TLDR
- Banking groups criticize the White House for posing the “wrong question” in its analysis of stablecoin interest payments
- Federal economists determined that prohibiting stablecoin yields would boost bank lending by merely $2.1 billion, representing 0.02% growth
- The ABA cautions that interest-bearing stablecoins threaten smaller financial institutions rather than the entire banking ecosystem
- Earlier Treasury analysis projected stablecoin growth could trigger $6.6 trillion in deposit withdrawals
- The controversy centers on the GENIUS Act’s prohibition against payment stablecoin providers distributing yields to users
On April 8, the White House published a comprehensive 21-page analysis concluding that prohibiting yields on stablecoins would minimally impact banking sector lending. According to the Council of Economic Advisers, such a prohibition would expand bank lending by approximately $2.1 billion—a mere 0.02% increase against a $12 trillion lending portfolio.

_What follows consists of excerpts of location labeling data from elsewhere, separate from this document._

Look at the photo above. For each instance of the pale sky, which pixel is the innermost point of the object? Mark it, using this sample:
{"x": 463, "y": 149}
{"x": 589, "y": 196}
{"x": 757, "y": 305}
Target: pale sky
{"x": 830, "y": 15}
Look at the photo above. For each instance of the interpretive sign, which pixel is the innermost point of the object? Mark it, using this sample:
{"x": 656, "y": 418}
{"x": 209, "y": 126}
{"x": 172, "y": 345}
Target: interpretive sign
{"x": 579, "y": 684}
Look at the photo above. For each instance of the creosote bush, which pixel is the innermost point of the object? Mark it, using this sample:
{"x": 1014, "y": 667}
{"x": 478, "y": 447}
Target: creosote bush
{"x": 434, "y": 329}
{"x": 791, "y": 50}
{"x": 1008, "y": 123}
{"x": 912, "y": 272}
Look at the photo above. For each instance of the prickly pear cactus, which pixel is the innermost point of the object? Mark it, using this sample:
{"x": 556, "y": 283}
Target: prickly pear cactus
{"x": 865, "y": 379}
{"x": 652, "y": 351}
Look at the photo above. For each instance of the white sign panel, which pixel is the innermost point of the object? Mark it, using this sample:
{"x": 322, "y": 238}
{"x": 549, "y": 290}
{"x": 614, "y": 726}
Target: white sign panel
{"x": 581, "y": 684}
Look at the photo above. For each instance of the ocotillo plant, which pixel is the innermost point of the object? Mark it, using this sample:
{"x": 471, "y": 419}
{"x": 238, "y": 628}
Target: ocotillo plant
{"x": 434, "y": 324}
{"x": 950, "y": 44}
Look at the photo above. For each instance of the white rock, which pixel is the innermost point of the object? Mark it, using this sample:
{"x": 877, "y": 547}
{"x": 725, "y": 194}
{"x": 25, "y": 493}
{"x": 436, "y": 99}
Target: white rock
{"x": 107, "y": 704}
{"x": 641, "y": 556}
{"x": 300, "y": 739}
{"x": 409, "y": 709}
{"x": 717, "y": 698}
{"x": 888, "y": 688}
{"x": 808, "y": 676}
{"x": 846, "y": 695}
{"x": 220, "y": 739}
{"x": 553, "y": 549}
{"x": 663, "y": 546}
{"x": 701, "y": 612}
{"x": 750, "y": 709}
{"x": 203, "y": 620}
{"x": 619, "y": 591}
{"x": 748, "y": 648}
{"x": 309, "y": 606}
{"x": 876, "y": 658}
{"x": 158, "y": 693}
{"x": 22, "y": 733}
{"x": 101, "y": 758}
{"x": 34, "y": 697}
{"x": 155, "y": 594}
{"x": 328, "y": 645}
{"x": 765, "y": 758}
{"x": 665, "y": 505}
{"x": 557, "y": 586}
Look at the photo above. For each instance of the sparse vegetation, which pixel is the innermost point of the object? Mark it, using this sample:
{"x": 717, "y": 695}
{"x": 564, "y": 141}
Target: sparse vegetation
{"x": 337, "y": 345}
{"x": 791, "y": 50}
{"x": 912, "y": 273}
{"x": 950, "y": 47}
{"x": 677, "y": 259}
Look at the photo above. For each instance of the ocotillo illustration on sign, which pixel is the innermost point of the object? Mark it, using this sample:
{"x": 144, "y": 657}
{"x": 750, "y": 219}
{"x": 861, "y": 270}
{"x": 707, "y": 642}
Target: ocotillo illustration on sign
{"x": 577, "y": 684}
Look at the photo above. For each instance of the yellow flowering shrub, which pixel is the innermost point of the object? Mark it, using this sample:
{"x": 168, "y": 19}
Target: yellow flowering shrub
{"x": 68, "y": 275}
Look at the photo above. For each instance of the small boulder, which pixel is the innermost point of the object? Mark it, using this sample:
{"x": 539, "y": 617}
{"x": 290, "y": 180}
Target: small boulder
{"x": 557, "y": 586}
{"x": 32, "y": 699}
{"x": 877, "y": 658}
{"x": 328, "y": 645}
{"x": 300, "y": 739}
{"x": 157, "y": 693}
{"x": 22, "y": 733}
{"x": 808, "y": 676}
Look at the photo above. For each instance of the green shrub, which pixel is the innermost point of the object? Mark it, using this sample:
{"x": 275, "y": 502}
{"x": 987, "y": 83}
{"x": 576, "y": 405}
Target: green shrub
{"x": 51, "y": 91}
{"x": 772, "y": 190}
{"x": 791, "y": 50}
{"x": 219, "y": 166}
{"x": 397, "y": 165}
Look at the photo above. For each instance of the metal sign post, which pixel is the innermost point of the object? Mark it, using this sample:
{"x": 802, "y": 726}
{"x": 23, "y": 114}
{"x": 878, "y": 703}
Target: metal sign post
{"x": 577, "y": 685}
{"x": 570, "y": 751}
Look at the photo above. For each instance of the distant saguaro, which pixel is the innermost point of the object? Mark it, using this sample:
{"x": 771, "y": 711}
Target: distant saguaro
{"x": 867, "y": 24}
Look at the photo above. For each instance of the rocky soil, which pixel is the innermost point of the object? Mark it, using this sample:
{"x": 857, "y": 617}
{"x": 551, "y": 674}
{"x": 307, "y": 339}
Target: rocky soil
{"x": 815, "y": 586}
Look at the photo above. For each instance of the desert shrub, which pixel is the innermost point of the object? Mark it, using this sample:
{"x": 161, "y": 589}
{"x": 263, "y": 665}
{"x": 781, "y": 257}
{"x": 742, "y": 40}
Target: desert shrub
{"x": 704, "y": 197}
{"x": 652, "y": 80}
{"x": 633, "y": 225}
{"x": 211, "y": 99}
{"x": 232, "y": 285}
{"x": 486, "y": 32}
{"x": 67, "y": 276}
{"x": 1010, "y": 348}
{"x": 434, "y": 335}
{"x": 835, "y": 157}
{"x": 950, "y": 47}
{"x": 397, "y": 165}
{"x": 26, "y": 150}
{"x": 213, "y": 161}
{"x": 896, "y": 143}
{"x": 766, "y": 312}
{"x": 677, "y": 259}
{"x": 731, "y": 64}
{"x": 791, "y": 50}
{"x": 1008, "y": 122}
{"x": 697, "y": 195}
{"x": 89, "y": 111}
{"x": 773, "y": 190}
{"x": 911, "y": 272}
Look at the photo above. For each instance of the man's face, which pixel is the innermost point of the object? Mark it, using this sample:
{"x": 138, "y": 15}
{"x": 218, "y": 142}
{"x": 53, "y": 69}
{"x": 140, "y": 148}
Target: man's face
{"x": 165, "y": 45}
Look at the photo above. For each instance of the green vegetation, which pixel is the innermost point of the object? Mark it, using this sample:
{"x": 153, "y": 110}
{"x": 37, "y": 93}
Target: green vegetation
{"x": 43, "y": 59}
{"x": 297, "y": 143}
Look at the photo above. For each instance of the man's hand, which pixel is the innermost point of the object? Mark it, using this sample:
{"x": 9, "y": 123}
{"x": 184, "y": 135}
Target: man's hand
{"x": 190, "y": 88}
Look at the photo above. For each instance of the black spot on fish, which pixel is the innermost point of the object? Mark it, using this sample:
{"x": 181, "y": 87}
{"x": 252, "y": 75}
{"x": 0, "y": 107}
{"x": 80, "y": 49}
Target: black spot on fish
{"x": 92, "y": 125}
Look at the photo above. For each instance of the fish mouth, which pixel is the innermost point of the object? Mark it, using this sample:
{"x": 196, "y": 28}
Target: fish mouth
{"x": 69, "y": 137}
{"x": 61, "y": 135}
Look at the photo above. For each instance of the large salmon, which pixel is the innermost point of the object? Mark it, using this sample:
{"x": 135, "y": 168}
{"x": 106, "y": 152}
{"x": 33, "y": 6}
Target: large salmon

New analysis from the ABA econ team – the CEA studied the wrong question on stablecoin ‘yield’ and community banks. The real question is whether allowing yield would encourage deposit flight and harm economic growth.
Read it here: https://t.co/z7IShwNaHH pic.twitter.com/OIjQvjtGij
— American Bankers Association (@ABABankers) April 13, 2026
The analysis further calculated that consumers would forfeit approximately $800 million in potential earnings should yield restrictions take effect. Federal economists determined that stablecoin interest payments, given present market dynamics, pose minimal threat of substantial deposit migration.
The American Bankers Association swiftly countered, asserting the analysis examined the incorrect premise. According to the ABA, policymakers should investigate the consequences of permitting yield-generating stablecoins to expand, rather than examining prohibition scenarios.
ABA chief economist Sayee Srinivasan and banking research VP Yikai Wang warned that interest-bearing stablecoins represent direct competitive pressure on traditional bank deposits. They identified a prospective market ranging from $1 trillion to $2 trillion in payment stablecoins supported by Treasury securities and comparable safe-haven instruments.
The Community Bank Problem
The ABA’s primary apprehension focuses on regional and community banking institutions rather than systemwide stability concerns.
While aggregate deposits throughout the banking sector might remain unchanged, funds could redistribute from smaller institutions toward larger competitors. Such redistribution would compel community banks to secure more expensive borrowing arrangements or elevate their deposit interest rates.
Increased funding expenses at regional banks could restrict credit availability for local residents, small enterprises, and agricultural operations. These borrower segments depend significantly on relationship-oriented lenders instead of major national banking institutions.
The White House analysis maintained that when individuals transfer funds into stablecoins, issuing companies invest those reserves in Treasury securities and money market instruments. This mechanism returns most capital to the banking ecosystem, maintaining aggregate deposit stability.
The ABA contends this perspective overlooks institution-specific consequences. Individual community banks still suffer from deposit losses regardless of systemwide equilibrium.
The GENIUS Act Connection
Enacted in 2025, the GENIUS Act established initial federal regulatory framework for payment stablecoins and instituted restrictions preventing issuers from directly distributing yields to token holders. Nevertheless, these restrictions do not apply to third-party service providers.
Coinbase presently provides USDC incentive programs to customers through arrangements that distribute reserve earnings, functioning similarly to premium savings accounts. Certain iterations of the proposed CLARITY Act would eliminate this avenue by preventing intermediaries from transmitting yield distributions.
The ABA maintains that legislators should preserve the yield prohibition as a protective measure ensuring stablecoins remain payment instruments rather than evolving into alternatives for federally insured deposits. The ABA represents leading financial institutions including JPMorgan Chase, Goldman Sachs, and Citigroup.
Currently, over 80% of stablecoin transactions occur in offshore markets, with certain stablecoin issuers controlling Treasury holdings exceeding those of some sovereign nations.